Minha mais antiga memória é de quando tinha três anos — quase quatro — e ainda vivíamos naquele chalé perto do penhasco. Uma memória que, no intervalo entre adquirir e compreendê-la, me pareceu um sonho, borrada e excêntrica demais para ser real, etérea demais para ter pertencido a esse mundo. Entretanto, minha mãe me assegurou variadas vezes de que se lembrava daquele dia perfeitamente. Passei muito tempo despida dela — para ser mais precisa, ela só me retornou a mente quando fiz quinze anos. Foi quase como um presente de aniversário de Mnemósine.

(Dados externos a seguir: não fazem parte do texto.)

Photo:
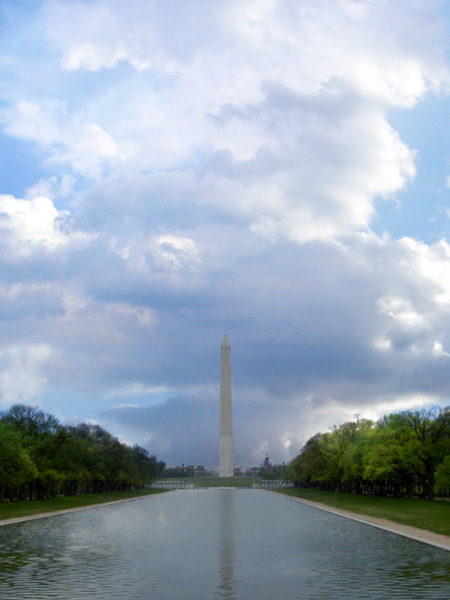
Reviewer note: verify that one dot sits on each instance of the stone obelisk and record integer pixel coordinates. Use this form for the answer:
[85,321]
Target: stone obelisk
[226,462]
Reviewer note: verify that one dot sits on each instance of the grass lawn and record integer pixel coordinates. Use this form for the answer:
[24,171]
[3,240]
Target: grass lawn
[26,508]
[223,481]
[424,514]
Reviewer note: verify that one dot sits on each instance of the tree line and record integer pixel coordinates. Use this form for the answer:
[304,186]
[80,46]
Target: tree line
[40,458]
[402,454]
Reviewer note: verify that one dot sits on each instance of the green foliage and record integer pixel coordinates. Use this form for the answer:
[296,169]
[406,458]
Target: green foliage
[402,454]
[39,458]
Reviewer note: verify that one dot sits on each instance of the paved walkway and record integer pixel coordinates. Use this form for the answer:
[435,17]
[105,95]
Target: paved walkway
[414,533]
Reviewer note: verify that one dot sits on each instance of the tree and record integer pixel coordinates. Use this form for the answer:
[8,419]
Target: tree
[426,433]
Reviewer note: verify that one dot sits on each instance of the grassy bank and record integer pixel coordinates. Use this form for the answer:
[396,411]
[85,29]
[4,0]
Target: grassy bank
[203,482]
[27,508]
[424,514]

Na época, morávamos no apartamento na cidade. Era uma alta cobertura, e meu quarto tinha uma pequena varanda que dava para a avenida. Eu gostava de me sentar com as pernas pra fora, os braços pendurados na grade, e observar o trânsito e as pessoas e as luzes do prédio a frente ligando e desligando a noite. Nunca perdi aquele assombramento infantil por coisa brilhantes; joias e luzes e estrelas prendem meu olhar até hoje. Agora, entendo de onde vem essa reação, mas na época pensava que era apenas uma das muitas cicatrizes e presentes que minha criação opulenta e privilegiada deixou, uma consequência de ter os olhos que minha mãe treinou.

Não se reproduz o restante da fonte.